Now, after an eighteen year absence Eric Kade has resurfaced on Bishop’s Island under circumstances as unsettling as his disappearance. Though reunited, Nickel’s search for answers is sidelined by another horrific event more deeply connected to her childhood sweetheart than she can imagine. Living as a preacher, Eric has traveled the world for nearly two decades hunting demons in a sect named The Progeny. But a chilling prophecy has named him as a threat and turned his fellow hunters against him.
With a sense of urgency, Eric has come back to the island not to rekindle the past but to protect the home he loves from an oncoming war. Relying on the help of a rare group of locals, he builds a network of his own to defend the unknowing against a world he has come to know too well. As he works to prepare a haven, Eric will strengthen his bond with Nickel and introduce her to a world of miraculous events and unholy terror.
Since the summary provides a really good introduction to the book, it will allow me to really explore how I felt about the book and my growing awareness of how diverse Christian fiction is. I'm going to be honest, I'm still a little confused by what makes a book fall under the category of Christian fiction.

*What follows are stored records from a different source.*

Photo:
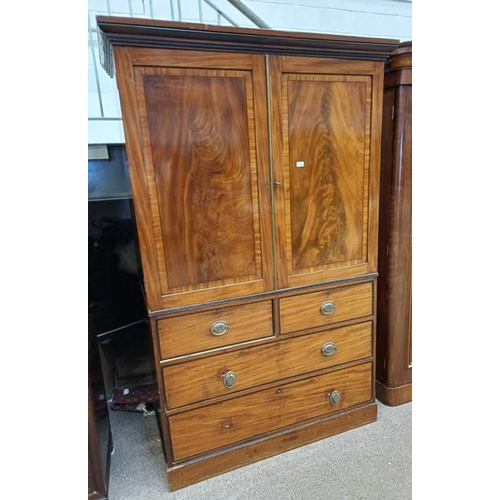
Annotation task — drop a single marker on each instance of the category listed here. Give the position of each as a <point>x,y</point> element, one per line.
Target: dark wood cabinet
<point>99,429</point>
<point>394,363</point>
<point>255,161</point>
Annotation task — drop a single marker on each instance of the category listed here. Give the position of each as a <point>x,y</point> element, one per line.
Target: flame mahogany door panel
<point>326,143</point>
<point>200,139</point>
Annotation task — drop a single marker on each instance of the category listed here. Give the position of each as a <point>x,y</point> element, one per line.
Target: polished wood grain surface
<point>202,379</point>
<point>183,475</point>
<point>231,229</point>
<point>174,107</point>
<point>194,36</point>
<point>304,311</point>
<point>191,333</point>
<point>394,373</point>
<point>326,161</point>
<point>326,133</point>
<point>240,418</point>
<point>200,155</point>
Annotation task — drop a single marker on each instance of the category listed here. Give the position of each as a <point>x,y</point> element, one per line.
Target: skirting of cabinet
<point>184,475</point>
<point>393,396</point>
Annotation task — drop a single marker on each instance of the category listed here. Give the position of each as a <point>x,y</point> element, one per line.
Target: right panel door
<point>326,147</point>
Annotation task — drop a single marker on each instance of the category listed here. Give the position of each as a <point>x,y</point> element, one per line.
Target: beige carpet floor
<point>369,463</point>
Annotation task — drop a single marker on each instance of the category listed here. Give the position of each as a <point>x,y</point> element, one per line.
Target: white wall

The basic premise of the book is that there is a group of warriors who protect the world from demons, witches, and other such ilk. They come from a wide range of backgrounds but are all deeply devoted to the mission. Eric was one of the highest ranking members of the organization until the guy in charge claims to have a prophetic vision that reveals Eric will betray them and cause the death of another in the group. Eric flees for his life even though many in the group don't believe it and even help him out later on.
When he gets home he meets up with his ex girlfriend and despite the fact they are both keeping secrets from each other, they tentatively start off where things left off. The action quickly picks up (demonic not sexual) and before you know it Eric has a group of churchmen and laypeople around him who know the truth and are willing to help him out. Throughout the violence there is quite a bit dialogue about God's love and redemption, which is why, at least I assume it's the reason, this is considered to be Christian fiction.

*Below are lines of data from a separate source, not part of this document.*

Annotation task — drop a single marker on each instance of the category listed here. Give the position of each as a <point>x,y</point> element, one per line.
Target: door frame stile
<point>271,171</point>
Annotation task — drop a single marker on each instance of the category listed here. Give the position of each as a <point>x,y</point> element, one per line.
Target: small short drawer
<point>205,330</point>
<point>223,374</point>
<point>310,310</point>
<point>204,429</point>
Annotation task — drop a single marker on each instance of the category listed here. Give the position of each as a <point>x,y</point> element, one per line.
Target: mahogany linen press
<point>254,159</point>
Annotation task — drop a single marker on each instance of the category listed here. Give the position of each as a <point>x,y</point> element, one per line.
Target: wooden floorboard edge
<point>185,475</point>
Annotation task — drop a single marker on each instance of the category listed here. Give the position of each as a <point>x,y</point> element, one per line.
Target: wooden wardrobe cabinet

And that comes to the crux of the question I have about this book, what makes something Christian? If it's just the fact that good Christian men, women, or churchmen fight evil and come out triumphantly because they have the strength of God on their side, then books like The Exorcist by William Peter Blatty and The Sentinel by Jeffrey Konvitz would have to be considered in the category. I'm not sure anyone is willing to do that though. Or does is rest solely in the intentions of the author, is it one of those situations that if the author or publisher say it's Christian fiction, then it is? Is it the fact that beneath the violence and demon hunting that God's love and faith in him is what allows the characters to fight the good fight? Is it simply that they two main characters never hook up sexually because Eric is now a pastor and sex outside of marriage is wrong?

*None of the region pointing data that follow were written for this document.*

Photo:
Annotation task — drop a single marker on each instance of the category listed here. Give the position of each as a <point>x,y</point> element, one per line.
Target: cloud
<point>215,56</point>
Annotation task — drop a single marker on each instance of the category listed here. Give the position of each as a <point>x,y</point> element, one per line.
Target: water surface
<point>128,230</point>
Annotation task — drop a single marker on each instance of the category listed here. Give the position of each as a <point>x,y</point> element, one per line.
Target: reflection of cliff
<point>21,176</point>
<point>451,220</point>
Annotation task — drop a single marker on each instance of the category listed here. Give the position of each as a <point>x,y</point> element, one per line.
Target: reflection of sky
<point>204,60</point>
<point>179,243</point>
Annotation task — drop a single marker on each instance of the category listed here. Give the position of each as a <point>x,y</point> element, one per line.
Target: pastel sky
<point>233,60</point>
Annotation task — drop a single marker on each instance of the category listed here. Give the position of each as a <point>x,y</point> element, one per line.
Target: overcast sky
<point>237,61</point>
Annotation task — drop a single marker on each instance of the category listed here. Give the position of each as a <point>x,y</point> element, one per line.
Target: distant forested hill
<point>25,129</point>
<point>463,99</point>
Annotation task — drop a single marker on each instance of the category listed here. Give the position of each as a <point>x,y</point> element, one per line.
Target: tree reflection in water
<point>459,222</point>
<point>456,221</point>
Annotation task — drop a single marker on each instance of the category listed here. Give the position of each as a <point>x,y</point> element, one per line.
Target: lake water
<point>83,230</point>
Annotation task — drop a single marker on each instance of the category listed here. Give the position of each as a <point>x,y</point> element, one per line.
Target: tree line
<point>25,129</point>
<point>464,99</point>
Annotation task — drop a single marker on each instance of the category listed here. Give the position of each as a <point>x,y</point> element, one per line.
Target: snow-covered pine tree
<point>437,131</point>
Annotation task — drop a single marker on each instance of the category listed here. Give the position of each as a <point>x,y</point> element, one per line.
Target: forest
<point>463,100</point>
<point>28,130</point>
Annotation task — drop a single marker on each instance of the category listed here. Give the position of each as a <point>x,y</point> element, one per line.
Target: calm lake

This book left me more than a little curious about what defines the genre then I was about the book itself. Now don't get me wrong, I really enjoyed this book and hopefully will be able to read the next one in the series, since this one ends in such a way I'm left with a burning desire to understand why a character is behaving the way they are. So I'm going leave you by asking everyone a question, what in your opinions makes a book Christian fiction?